Il y a 70 ans il débutait dans une série B, aujourd'hui c'est l'un des plus grands réalisateurs d'Hollywood et il fête ses 95 ans
Sept décennies après ses débuts à l'écran, Clint Eastwood continue d’enchaîner les tournages avec une régularité impressionnante. Acteur mythique et réalisateur respecté, il s’est imposé comme une figure emblématique du cinéma américain par sa rigueur artistique et son exigence constante. Alors qu'il fête ses 95 ans ce 31 mai, son dernier film JURÉ N°2 est disponible sur CANAL+.
De la série B aux westerns de Sergio Leone
Clint Eastwood entre dans l’industrie par la petite porte, repéré par un employé de chez Universal au début des années 1950 alors qu’il enchaîne les petits boulots après avoir quitté l’armée. Impressionné par sa stature et son allure, le réalisateur Arthur Lubin lui recommande de prendre des cours de théâtre. Eastwood signe alors un contrat avec Universal en 1954 et obtient ses premiers rôles dans des films de série B comme LA REVANCHE DE LA CRÉATURE (1955), TARANTULA et LA CORDE EST PRÊTE. Ces apparitions, souvent très secondaires, peinent à le faire remarquer.
Le vrai tournant survient en 1959 avec la série télévisée RAWHIDE. Durant 217 épisodes, Eastwood incarne Rowdy Yates, un jeune cowboy impulsif. Ce rôle principal lui apporte une notoriété considérable et lui permet de franchir un cap décisif. Dans les années 1960, il devient une figure majeure du western grâce à sa collaboration avec Sergio Leone sur POUR UNE POIGNÉE DE DOLLARS et LE BON, LA BRUTE ET LE TRUAND. Fort de ce succès, il fonde sa société de production Malpaso en 1968, ce qui lui donne un contrôle créatif total sur ses futurs projets.
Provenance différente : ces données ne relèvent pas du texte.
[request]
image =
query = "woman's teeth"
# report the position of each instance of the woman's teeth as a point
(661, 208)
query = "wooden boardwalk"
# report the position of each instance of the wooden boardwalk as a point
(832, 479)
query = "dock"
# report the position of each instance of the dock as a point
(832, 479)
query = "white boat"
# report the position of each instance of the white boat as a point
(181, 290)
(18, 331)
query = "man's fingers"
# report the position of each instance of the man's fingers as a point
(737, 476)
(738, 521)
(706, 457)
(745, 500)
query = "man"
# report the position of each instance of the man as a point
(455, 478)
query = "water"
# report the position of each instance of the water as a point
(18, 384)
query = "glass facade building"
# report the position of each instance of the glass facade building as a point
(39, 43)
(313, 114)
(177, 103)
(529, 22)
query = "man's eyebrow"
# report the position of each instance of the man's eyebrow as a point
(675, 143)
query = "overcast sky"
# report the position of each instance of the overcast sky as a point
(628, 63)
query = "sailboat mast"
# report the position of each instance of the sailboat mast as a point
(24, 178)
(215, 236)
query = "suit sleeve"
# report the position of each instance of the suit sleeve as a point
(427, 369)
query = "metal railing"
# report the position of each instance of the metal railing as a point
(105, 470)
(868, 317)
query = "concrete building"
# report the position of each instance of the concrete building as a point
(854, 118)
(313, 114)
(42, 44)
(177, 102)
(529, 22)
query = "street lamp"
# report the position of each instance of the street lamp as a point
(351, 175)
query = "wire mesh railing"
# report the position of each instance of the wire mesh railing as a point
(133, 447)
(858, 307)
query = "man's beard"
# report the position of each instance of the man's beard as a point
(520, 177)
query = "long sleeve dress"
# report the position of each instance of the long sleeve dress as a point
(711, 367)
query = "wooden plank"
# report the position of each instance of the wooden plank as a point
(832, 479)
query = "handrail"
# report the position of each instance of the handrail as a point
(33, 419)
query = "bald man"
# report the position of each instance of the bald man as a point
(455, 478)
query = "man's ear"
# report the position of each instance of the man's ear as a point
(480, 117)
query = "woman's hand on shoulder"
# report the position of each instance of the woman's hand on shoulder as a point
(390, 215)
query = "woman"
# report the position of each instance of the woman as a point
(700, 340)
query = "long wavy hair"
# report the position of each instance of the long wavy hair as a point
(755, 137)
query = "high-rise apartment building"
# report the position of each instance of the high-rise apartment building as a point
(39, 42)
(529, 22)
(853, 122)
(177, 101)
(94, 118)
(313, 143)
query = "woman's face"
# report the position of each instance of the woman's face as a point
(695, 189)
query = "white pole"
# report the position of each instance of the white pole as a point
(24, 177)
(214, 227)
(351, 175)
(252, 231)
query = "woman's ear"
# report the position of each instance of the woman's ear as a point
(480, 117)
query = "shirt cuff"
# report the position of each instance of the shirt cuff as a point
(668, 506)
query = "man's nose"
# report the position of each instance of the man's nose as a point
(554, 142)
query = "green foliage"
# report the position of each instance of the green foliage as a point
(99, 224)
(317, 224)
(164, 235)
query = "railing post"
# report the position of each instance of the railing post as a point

De grand comédien à grand réalisateur
En 1971, Clint Eastwood débute comme réalisateur avec UN FRISSON DANS LA NUIT, un thriller psychologique dans lequel il tient également le rôle principal. Il enchaîne rapidement avec L’HOMME DES HAUTES PLAINES (1973), son premier western en tant que cinéaste. Dès ses débuts derrière la caméra, il impose un style sobre, direct et épuré, marqué par une narration maîtrisée et une économie de moyens.
Tout au long de sa carrière, il explore une large variété de genres : westerns, thrillers, drames intimes, films de guerre, biopics. Des œuvres comme IMPITOYABLE (1992), MYSTIC RIVER (2003), MILLION DOLLAR BABY (2004), GRAN TORINO (2008), AMERICAN SNIPER (2014) ou encore LA MULE (2018) s’imposent par leur force dramatique et leur efficacité narrative. Il y aborde souvent des thèmes complexes avec une grande sobriété, en mettant l’accent sur les dilemmes moraux, la notion d'héroïsme, la solitude ou les zones grises de l’histoire américaine. Son indépendance artistique, permise par Malpaso, lui permet de conserver une méthode de travail rapide et rigoureuse.

Après JURÉ N°2, un ultime film ?
En 2023, il réalise JURÉ N°2, un thriller judiciaire désormais disponible sur CANAL+. Porté par Nicholas Hoult et Toni Collette, le film met en scène un juré confronté à un dilemme moral : après avoir été sélectionné pour siéger dans un procès pour meurtre, il se rend compte qu’il pourrait lui-même être impliqué dans l’affaire. Le scénario, tendu et épuré, s’inscrit dans la continuité du cinéma de Clint Eastwood : une mise en scène sans artifice et efficace, et un scénario qui explore le poids de la responsabilité individuelle.
Tourné à 93 ans, ce film a longtemps été décrit comme étant son dernier. Pourtant, lors d'une récente interview donnée au média autrichien Kurier (via The Film Stage), il a déclaré qu'il était actuellement en phase de préproduction de son prochain long-métrage.
À 95 ans, Clint Eastwood pourrait donc réaliser un autre film et confirmer qu'il reste l’un des derniers réalisateurs issus de l’âge d’or hollywoodien encore en activité.